Staff Writer and resident Mega Man historian Nadia Oxford also reviewed Mega Man Zero/ZX Legacy Collection, the latest beefy Mega Man collection. It's the first home console release for the subseries, as it was previously resigned to the portable platforms of Game Boy Advance and Nintendo DS.
All that said, nothing really wowed us this month, unlike last month's Kentucky Route Zero. We're hesitant to award a remaster like Yakuza 5 or Mega Man Zero/ZX Legacy Collection with "Game of the Month," even if we enjoyed both a great deal. As a result, we're not honoring anything with a game of the month.

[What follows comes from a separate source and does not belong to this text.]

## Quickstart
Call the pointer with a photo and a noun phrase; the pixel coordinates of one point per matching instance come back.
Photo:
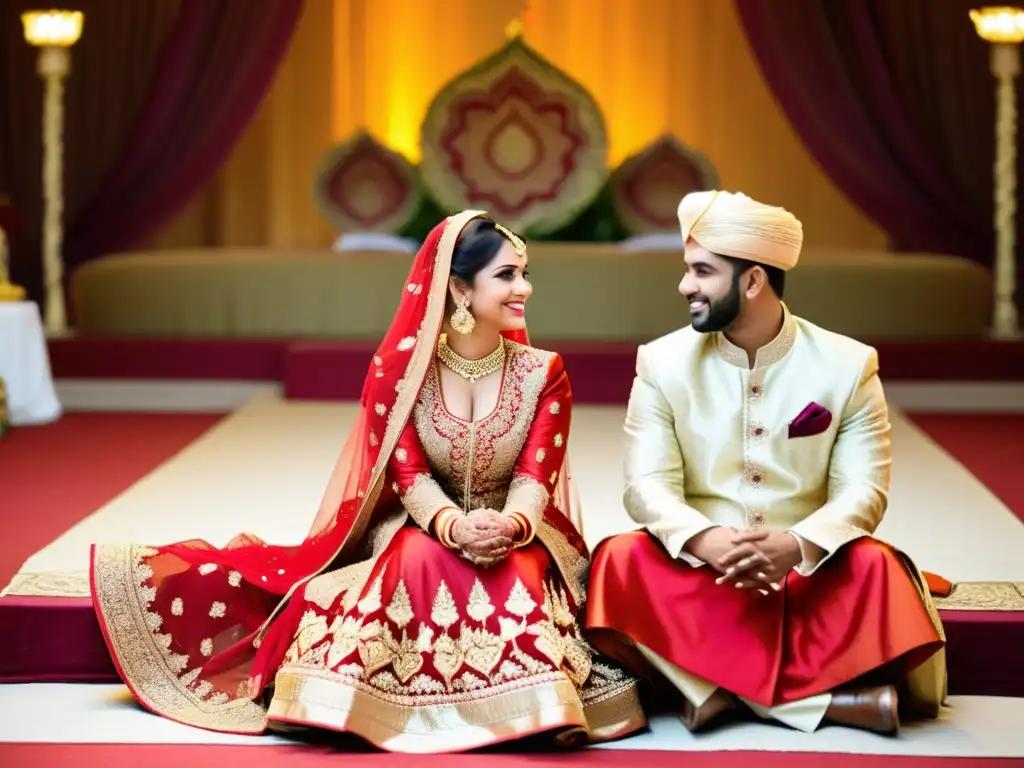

At the very least, March is looking like it'll be very competitive. Nintendo's releasing Animal Crossing: New Horizons. On the same day, id Software's Doom Eternal will be ripping and tearing demons. Valve has its dance with VR and return to an iconic series, Half-Life: Alyx. Sony San Diego's MLB The Show 20, the series' first outing beyond just PlayStation, will be the first big sports simulation of the year. (And judging from last year's stellar entry, it's bound to be among the best.) Arc System Works' Granblue Fantasy Versus has the fighting game community particularly buzzing.
There are other exciting games too: the Hatoful Boyfriend team's new game, Murder By Numbers, which blends Picross with Phoenix Wright-like mystery solving; Team Ninja's Nioh 2, Ninja Theory's Bleeding Edge, PC gamer favorite Mount and Blade 2: Bannerlord, and the JRPG refresh we've all been salivating for: Persona 5 Royal. Next month will be a, dare we say it, hellish challenge, but we're prepared for the immense task. See y'all in March!